Please note: This PhD defence presentation will take place in DC 2314 and online.
Ryusuke Sugimoto, PhD candidate
David R. Cheriton School of Computer Science
Supervisors: Professors Toshiya Hachisuka, Christopher Batty
This thesis develops novel Monte Carlo methods for solving a wide range of partial differential equations (PDEs) relevant to computer graphics. While traditional discretization-based approaches efficiently compute global solutions, they often require expensive global solves even when only local evaluations are needed, and can struggle with complex or fine-scale geometries. Monte Carlo methods based on the classical Walk on Spheres (WoS) approach [Muller 1956] offer pointwise evaluation with strong geometric robustness, but in practice, their application has been largely limited to interior Dirichlet problems in volumetric domains. We significantly broaden this scope by designing versatile Monte Carlo solvers that handle a diverse set of PDEs and boundary conditions, validated through comprehensive experimental results.

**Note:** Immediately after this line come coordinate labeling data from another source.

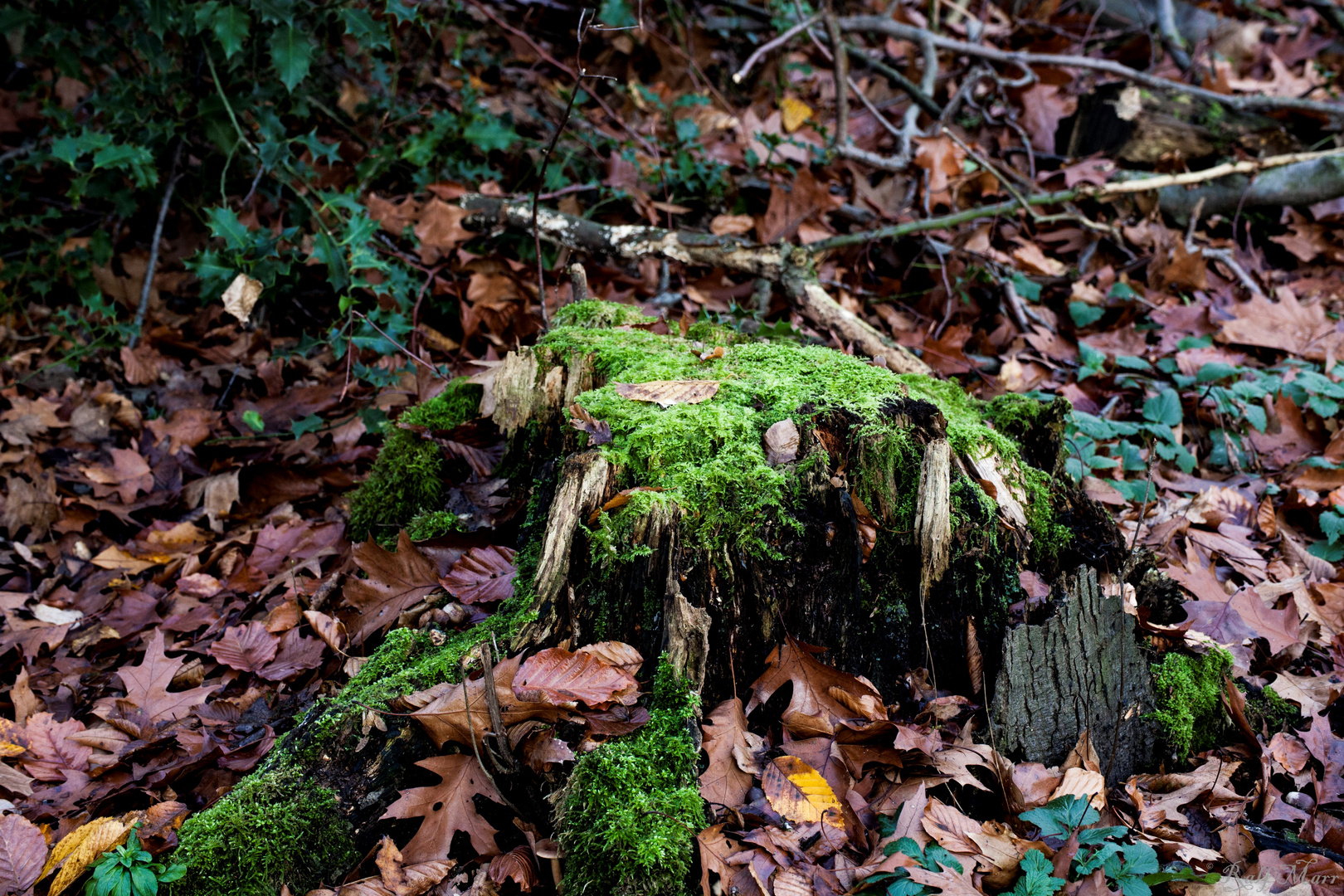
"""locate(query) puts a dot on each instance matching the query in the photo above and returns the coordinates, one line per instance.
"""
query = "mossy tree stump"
(906, 511)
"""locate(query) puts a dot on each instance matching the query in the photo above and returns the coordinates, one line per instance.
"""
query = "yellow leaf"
(795, 112)
(81, 848)
(799, 793)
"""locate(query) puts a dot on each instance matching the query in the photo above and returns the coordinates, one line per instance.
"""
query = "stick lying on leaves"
(786, 265)
(1335, 110)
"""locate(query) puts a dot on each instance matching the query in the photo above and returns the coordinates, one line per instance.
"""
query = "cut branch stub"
(933, 514)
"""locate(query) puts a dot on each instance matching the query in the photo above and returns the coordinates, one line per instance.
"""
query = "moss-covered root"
(275, 828)
(1190, 707)
(407, 479)
(631, 811)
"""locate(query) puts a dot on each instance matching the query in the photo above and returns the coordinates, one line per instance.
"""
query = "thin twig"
(153, 249)
(399, 347)
(1025, 60)
(772, 45)
(546, 160)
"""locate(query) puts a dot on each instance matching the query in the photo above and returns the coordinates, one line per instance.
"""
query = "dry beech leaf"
(483, 575)
(82, 846)
(23, 850)
(797, 791)
(329, 629)
(241, 297)
(616, 653)
(782, 442)
(561, 679)
(515, 865)
(620, 500)
(246, 648)
(668, 392)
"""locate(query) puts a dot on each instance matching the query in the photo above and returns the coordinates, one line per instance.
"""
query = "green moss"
(1190, 707)
(1266, 711)
(431, 524)
(275, 828)
(601, 314)
(407, 477)
(631, 811)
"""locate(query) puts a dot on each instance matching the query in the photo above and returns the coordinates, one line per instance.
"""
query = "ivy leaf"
(1064, 816)
(292, 56)
(368, 32)
(1038, 876)
(1163, 407)
(1085, 314)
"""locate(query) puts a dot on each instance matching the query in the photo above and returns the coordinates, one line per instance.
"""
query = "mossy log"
(902, 511)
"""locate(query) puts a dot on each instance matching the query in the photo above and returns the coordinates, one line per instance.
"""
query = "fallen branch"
(791, 266)
(879, 24)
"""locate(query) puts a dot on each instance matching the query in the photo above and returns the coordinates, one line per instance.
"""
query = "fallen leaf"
(782, 442)
(397, 581)
(668, 392)
(724, 783)
(446, 809)
(799, 793)
(147, 685)
(559, 677)
(23, 850)
(483, 575)
(241, 297)
(246, 648)
(515, 865)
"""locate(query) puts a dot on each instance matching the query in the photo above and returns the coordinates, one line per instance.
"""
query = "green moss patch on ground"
(1190, 707)
(631, 811)
(709, 458)
(275, 828)
(407, 477)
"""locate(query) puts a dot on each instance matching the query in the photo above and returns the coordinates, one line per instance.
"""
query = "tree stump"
(1081, 670)
(804, 494)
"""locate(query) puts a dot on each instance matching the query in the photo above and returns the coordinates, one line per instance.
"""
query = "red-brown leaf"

First, we introduce the Walk on Boundary (WoB) method [Sabelfeld 1982, 1991] to graphics. While retaining WoS’s advantages, WoB applies to a broader range of second-order linear elliptic and parabolic PDE problems: various boundary conditions (Dirichlet, Neumann, Robin, and mixed) in both interior and exterior domains. Because WoB is based on boundary integral formulations, its structure more closely parallels Monte Carlo rendering than WoS, enabling the application of advanced variance reduction techniques. We present WoB formulations for elliptic Laplace and Poisson equations, time-dependent diffusion problems, and develop a WoB solver for vector-valued Stokes equations. Throughout, we discuss how sampling and variance reduction methods from rendering can be adapted to WoB.
Next, we address the nonlinear Navier--Stokes equations for fluid simulation, whose complexity challenges Monte Carlo techniques. Employing operator splitting, we separate nonlinear terms and solve the remaining linear terms with pointwise Monte Carlo solvers. Recursively applying these solvers with timestepping yields a spatial-discretization-free method. To deal with the resulting exponential computational cost, we also propose cache-based alternatives. Both vorticity- and velocity-based formulations are explored, retaining the advantages of Monte Carlo methods, including geometric robustness and variance reduction, while integrating traditional fluid simulation techniques.
We then propose Projected Walk on Spheres (PWoS), a novel solver for surface PDEs, inspired by the Closest Point Method. PWoS modifies WoS by projecting random walks onto the surface manifold at each step, preserving geometric flexibility and discretization-free, pointwise evaluation. We also adapt a noise filtering technique for WoS to improve PWoS.
Finally, we outline promising future research directions for Monte Carlo PDE solvers in graphics, including concrete proposals to enhance WoB.
To attend this PhD defence in person, please go to DC 2314. You can also attend virtually on Zoom.